Wednesday, September 9, 2015

Influence on Wes Anderson's Grand Budapest Hotel

Wes Anderson’s film, The Grand Budapest Hotel is clearly inspired and heavily influenced by the writings of Stefan Zweig. The setting of a Grand Hotel is something already that is a clear reference or similarity between the two texts.  The time period also feels very similar in the two texts, around the in-between war eras. But beyond the obvious and superficial, there is much that is similar between The Grand Budapest Hotel and the writings of Stefan Zweig, specifically the novella Twenty-four Hours in the Life of a Woman.

Twenty-four Hours in the Life of a Woman is several stories within a story. We must follow the main story of the narrator that we are introduced to, but then the narrator shifts to Mrs. C as she tells her story. The same thing happens in The Grand Budapest Hotel. We are introduced to a narrator, which then shifts to a different narrator. When Zero tells his story about his life and his interaction with Mr. Gustave, he becomes the narrator. This is a pretty common literary technique so it may night be a direct influence. I don’t know when Wes Anderson started reading Zweig’s works and I don’t know how that whole timeline of when he made these movies plays out so it could be a situation of finding a fellow artist or author who speaks to you because of your similarities.
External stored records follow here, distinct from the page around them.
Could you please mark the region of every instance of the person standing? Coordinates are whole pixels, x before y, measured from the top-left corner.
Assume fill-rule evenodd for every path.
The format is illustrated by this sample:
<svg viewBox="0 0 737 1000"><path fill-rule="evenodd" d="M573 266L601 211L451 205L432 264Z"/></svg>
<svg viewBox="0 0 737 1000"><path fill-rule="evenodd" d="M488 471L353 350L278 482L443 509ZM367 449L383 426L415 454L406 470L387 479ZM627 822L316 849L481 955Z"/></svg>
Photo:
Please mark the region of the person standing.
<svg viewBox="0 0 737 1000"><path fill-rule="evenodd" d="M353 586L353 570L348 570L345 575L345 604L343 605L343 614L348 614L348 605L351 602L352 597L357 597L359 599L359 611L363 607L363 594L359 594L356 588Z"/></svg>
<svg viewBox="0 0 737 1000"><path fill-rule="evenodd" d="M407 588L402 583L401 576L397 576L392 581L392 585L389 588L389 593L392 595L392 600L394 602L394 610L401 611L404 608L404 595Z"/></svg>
Mr. Gustave as a character also feels like he fits in perfectly in the world of Twenty-four Hours in the Life of a Woman. He could easily be the enchanting stranger who whisks away Henriette. He is an idealized man, something mysterious and perfect in every situation. Mr. Gustave is flawed but always exudes this mystery and sense of perfection, and perhaps this is because his personification is through the perception of Zero, who looked up to the man.

I think this idealization of characters and situations is also something that is a common thread between the two texts. Both of them have a surreal-ness to them. The language is not necessarily how people would talk. The situations and characters are exaggerated and theatrical in a way that is verging on not realistic. In fact, at least in Wes Anderson’s films, none of the places he uses are real. I mentioned that he uses a similar time period, where it’s in between wars. But in Grand Budapest Hotel, the soldiers that attack him aren’t “Nazis”. It’s nonspecific for a reason. It continues this sense of “story” that everything is falsified in a way or exaggerated.

I would have to read more of Zweig’s work, but I think that the influence on Wes Anderson stylistically is clear. They both create similar types of characters and characterize them in similar ways. They nest stories within stories and they place their texts in similar time periods and locations. Not to say that Wes Anderson isn’t original, because we are all a mix of our influences and every work is a melding of influences that came before it.